Turkey maintains large reserve buffers
According to the latest available data, the Turkish central bank’s net foreign-currency reserves excluding swap lines with banks stood at around $78.4 billion at the end of last week. When combined with the institution’s gold holdings, total reserves amount to roughly $200 billion.
Analysts believe this level of reserves gives policymakers room to continue intervening in currency markets, although the sustainability of the strategy will depend heavily on how long geopolitical tensions persist.
If heightened risks related to the Iran conflict last only one or two weeks, markets could gradually stabilize. However, prolonged instability may create broader pressure not only on emerging-market currencies but also on risk assets globally.
Inflation and long-term depreciation of the lira
In recent years the Turkish lira has experienced one of the steepest depreciations among major emerging-market currencies. Since the early 2020s the currency has lost a large portion of its value against the US dollar, while annual inflation at times exceeded 80%.
This high inflation has pushed prices higher across the economy, including the housing market. Property transactions in Turkey are typically priced in the national currency, meaning nominal property prices continue rising as the lira weakens.

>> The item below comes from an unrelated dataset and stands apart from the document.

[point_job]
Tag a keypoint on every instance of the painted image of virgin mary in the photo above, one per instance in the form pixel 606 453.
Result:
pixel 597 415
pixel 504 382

Real estate market changes and foreign investor retreat
As a result of the lira’s depreciation and persistently high inflation, nominal property prices in Turkey have risen sharply in the national currency. However, when measured in foreign currencies the picture is different. Because the lira has weakened significantly, the value of many properties has effectively declined or increased much more slowly in dollar or euro terms. This means that housing has become more expensive for local buyers, while for foreign investors price dynamics have been more mixed. At the same time, exchange-rate volatility, macroeconomic instability and regulatory changes in the real estate market have reduced the country’s attractiveness for some international buyers.
The Turkish government has introduced several restrictions in recent years. These include licensing requirements for short-term rentals through digital platforms, limits on tourist rentals in residential buildings, and restrictions on property purchases by foreigners in certain districts.
The measures were designed to cool the housing market and address concerns about rising rents for local residents. However, they have also reduced demand from international buyers who previously played a major role in the property markets of cities such as Istanbul, Antalya and other resort areas.
Current interventions smaller than last year’s crisis
The recent interventions remain smaller than those seen during last year’s currency crisis. In April of the previous year, Turkish authorities spent more than $50 billion in reserves to stabilize the currency following political tensions triggered by the imprisonment of Istanbul Mayor Ekrem Imamoglu, a key political opponent of President Recep Tayyip Erdogan.
According to analysts at Goldman Sachs, movements in the Turkish lira have so far remained contained. However, they warn that even substantial reserves may become insufficient if external shocks persist for a prolonged period.
As International Investment experts report, Turkey’s latest actions demonstrate the government’s determination to maintain controlled currency stability amid geopolitical turbulence. However, the long-term sustainability of this strategy will depend on the duration of the Middle East conflict, domestic inflation dynamics, energy prices and investor confidence in Turkey’s economic policy.